Custom GRU module for Quantization Aware Training

I really need to be able to do quantization aware training on GRU layers and PyTorch doesn’t support it yet. However, it seems to support static quantization for LSTM layers through custom modules. So, I used what was done in torch/ao/nn/quantizable/modules/rnn.py to make a quantizable version of the GRU layers.

  1. Am I on the right track by following this? From what I read, the only missing part at that point is the from_observed( ) method that can be found in torch/ao/nn/quantized/modules/rnn.py

  2. What’s the use of calling torch.ao.quantization.prepare( ) in the from_float( ) method and torch.ao.quantization.convert( ) in the from_observed( ) method? Isn’t that done when calling prepare_qat( ) or convert( ) in the main program for example?

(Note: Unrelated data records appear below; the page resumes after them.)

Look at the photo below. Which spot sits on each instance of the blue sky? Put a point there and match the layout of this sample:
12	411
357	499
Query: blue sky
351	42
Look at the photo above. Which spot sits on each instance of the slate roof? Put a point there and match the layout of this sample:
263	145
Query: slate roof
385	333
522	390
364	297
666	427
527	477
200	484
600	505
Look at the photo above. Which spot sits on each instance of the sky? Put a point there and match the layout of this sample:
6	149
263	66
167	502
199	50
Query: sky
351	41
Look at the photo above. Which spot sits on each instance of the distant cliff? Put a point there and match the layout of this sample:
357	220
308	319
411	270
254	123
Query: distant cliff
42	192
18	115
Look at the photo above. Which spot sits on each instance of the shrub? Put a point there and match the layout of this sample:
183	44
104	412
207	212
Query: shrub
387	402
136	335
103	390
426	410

  3. In the quantization doc, it says “Currently, there is a requirement that ObservedCustomModule will have a single Tensor output, and an observer will be added by the framework (not by the user) on that output. The observer will be stored under the activation_post_process key as an attribute of the custom module instance. Relaxing these restrictions may be done at a future time”. Does it means that the forward method can’t output the output features AND the final hidden state?

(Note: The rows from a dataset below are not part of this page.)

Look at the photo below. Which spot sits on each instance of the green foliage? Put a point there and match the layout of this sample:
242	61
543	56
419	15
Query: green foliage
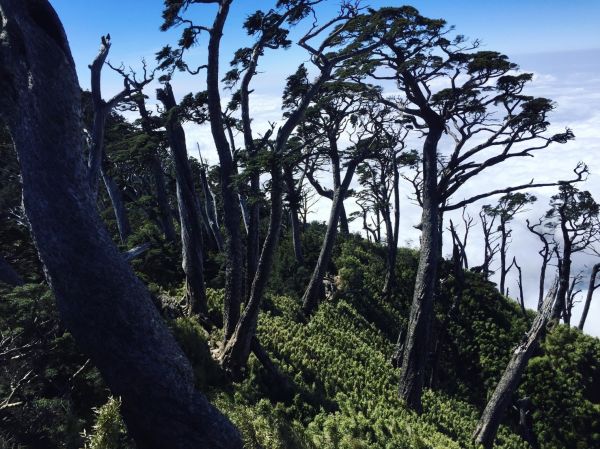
47	387
563	386
193	339
109	431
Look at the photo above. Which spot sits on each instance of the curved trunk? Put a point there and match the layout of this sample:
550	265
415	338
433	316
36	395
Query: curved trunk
494	411
234	272
588	299
189	210
294	205
310	299
416	344
8	275
162	197
116	199
390	278
106	308
235	354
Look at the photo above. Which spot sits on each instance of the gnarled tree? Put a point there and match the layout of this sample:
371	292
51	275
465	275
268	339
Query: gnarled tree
106	308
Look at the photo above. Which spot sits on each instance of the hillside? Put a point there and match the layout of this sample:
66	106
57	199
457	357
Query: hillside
344	387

Thanks a lot and have a nice day!

  1. Yes, you can modify the quantizable LSTM and implement a similar version for GRU to support static quantization for GRU using custom module API
  2. we are calling prepare/convert in from_float and from_observed because we are relying eager mode quantization to prepare and convert the submodules of the quantizable custom module here
  3. I think the doc is referring to the support in fx graph mode quantization, and quantizable LSTM is actually supported there as well now (pytorch/test/quantization/fx/test_quantize_fx.py at main · pytorch/pytorch · GitHub), if you are using eager mode APIs (e.g. prepare_qat), this shouldn’t be an issue I think.